Liam’s eyebrows drew together in surprise, a genuine c***k in his guarded facade. "You spoke to her?"
"Just for a minute. When I was asking about the archives." Elara held his gaze, offering him a truth that was not the whole truth. "She’s lovely. She told me the Rowes and the Cormacs didn't get on." She offered this small piece of knowledge gently, a test.
He flinched, almost imperceptibly. "That's one way of putting it," he said, his voice flat. He had expected her to return with weapons, and instead she had brought an olive branch. On an impulse, she decided to extend it further.
"I, uh, I passed a bakery. I bought saffron buns. I wasn't sure if you liked them, but they smelled good." She held one out to him. It was a clumsy, awkward gesture, a peace offering she hadn't planned, and she suddenly felt foolishly exposed.
He stared at the bun in her outstretched hand as if it were a foreign object he didn't know how to operate. For a long moment, she thought he would refuse it, that his pride would not allow him to accept this small kindness. The silence stretched, filled only by the cry of a distant gull and the soft sigh of the waves below. Then, slowly, he reached out and took it from her, his large, calloused fingers brushing against hers. The touch was brief, accidental, but it sent a surprising jolt of warmth through her, a stark contrast to the cooling evening air.
"Thanks," he mumbled, his voice low and rough. He didn't look at her, turning his gaze instead to the golden, crescent-shaped pastry in his hand.
"You're welcome," she said quietly. "I'll just… put these away."
She retreated to the cottage, her heart beating a little too fast. The interaction had been brief, almost meaningless, yet it felt like a seismic shift. She had offered a truce, and he had, in his own quiet, reluctant way, accepted it.

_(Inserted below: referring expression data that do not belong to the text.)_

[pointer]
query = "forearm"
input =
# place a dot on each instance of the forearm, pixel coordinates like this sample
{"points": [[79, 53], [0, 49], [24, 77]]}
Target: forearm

Later that evening, sitting in her cold room, Elara looked at her notes. Mary Rowe, 19, lost at sea. The simple, stark facts felt wholly inadequate. She thought of the sculpture of the cormorant in the other room, so full of life and fierce energy. Liam understood the power of the sea, its beauty and its brutality. He lived with it every day. He lived with Mary's story every day. Was his art a way of taming it, or of honouring it?
She closed her notebook. Her investigation would have to wait. She couldn't bring Mary's name up again, not like she had before. She couldn't use it as a key to unlock him. If he was ever going to share that story, he would have to offer it himself.
As she was about to turn in for the night, a soft knock came at her door. Her heart leaped. She opened it to find Liam standing there, his empty mug in his hand, looking profoundly uncomfortable.
"The forecast says there's another front coming in tomorrow afternoon," he said, his voice neutral, his eyes fixed on a point just over her shoulder. "Wind's picking up. Be careful if you're working on the upper levels. It can catch you on the gallery."
"Okay," she said, surprised by the direct warning. "Thank you. I will."
He nodded, then hesitated, clearly wanting to leave but rooted to the spot by something else. He shifted his weight. "The bun," he said, finally meeting her eyes. "It was good."
And with that, he turned and walked back to the main room, leaving Elara standing in the doorway with a burgeoning sense of hope. It wasn't a conversation, not really. But it was two. And it was a start.